Now, Even BP Employees Are Suing the Oil Company
The lawsuit, which was filed in federal court in Chicago, seeks class-action status. Bloomberg reports the complaint states that regulatory filings show the plan held $2.45 billion worth of London-based BP's American depositary shares, or 29% its $8.27 billion of assets, at the end of the 2009.
Current BP employees aren't the only ones suing the company over losses tied to its sinking share price. Another suit, filed in Manhattan, was brought by a former employee. It asks for unspecified damages and claims BP breached its fiduciary duty by making unwise investments.

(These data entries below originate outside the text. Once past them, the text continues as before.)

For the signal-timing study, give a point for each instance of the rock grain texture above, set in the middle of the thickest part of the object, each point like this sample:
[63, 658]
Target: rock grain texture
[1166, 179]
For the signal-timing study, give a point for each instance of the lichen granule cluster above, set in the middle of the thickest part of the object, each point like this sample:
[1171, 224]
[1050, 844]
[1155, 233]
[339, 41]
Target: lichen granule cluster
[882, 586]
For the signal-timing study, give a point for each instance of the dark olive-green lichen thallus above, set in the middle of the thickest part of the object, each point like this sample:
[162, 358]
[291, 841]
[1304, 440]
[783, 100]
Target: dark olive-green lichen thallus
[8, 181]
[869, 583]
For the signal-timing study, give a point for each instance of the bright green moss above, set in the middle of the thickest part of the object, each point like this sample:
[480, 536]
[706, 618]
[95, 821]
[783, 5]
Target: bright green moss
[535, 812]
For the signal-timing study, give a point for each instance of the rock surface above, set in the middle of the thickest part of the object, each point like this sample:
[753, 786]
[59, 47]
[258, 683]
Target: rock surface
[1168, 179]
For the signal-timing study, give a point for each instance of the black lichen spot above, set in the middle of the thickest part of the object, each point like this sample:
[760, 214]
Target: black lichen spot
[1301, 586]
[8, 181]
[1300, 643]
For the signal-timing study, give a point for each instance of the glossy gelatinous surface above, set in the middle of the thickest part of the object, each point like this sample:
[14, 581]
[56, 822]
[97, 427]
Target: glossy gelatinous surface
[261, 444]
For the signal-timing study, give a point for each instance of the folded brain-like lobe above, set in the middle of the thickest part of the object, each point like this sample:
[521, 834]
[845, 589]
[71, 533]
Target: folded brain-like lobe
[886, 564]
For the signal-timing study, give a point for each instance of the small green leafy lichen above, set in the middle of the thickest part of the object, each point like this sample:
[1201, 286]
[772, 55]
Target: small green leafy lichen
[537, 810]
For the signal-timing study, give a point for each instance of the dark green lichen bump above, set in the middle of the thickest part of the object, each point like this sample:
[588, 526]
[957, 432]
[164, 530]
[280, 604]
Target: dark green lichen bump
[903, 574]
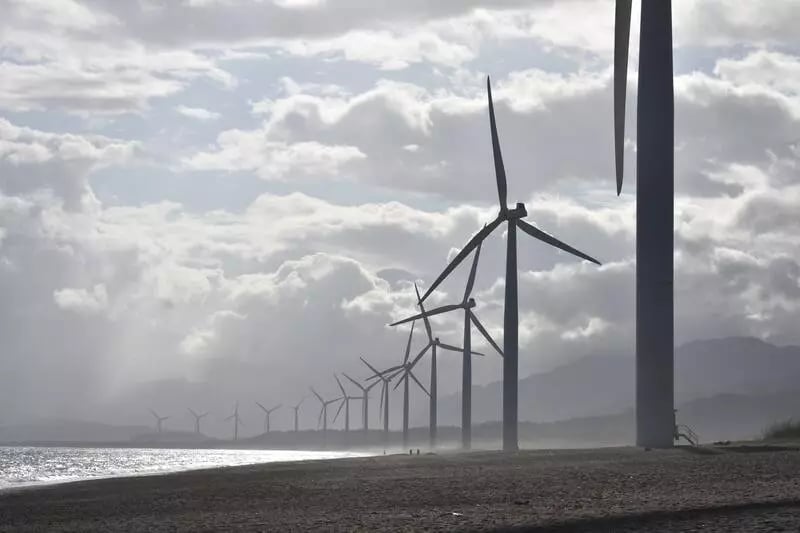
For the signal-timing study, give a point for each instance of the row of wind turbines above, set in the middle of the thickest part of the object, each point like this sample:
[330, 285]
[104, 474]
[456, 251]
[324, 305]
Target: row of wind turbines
[403, 374]
[654, 259]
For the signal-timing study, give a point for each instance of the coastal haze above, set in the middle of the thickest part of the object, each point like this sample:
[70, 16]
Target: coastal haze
[210, 207]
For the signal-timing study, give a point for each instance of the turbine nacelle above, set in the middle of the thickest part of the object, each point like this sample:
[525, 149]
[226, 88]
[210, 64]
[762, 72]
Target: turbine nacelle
[514, 214]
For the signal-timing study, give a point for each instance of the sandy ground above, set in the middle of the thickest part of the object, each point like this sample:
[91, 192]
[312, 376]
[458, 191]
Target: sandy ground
[580, 490]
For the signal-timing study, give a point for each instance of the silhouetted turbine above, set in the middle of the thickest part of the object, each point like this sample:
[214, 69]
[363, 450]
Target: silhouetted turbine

And New York State Common Retirement Fund, the nation's third-largest public pension fund, is seeking "lead plaintiff" status in the class action. A fund spokesman said "BP misled investors about its safety procedures and its ability to respond to events like the ongoing oil spill, and we're going to hold it accountable."
Similarly, BP's own employees say the "Defendants knew or should have known that investment in BP Plc equity was -- and continues to be -- an imprudent investment of the ESP's assets due to serious mismanagement and improper business practices that resulted in catastrophic incidents of international significance, including, among others, the BP spill in the Gulf of Mexico."
The drop in BP's share price has also erased more than $1.4 billion in value from 42 state retirement funds that hold BP stock.
It's not clear yet whether courts will decide that any of these suits have merit. If they do, the next question would be: What's the extent of BP's liability? The company said on June 28 that the just the cost of cleaning up the oil spill has reached $2.65 billion.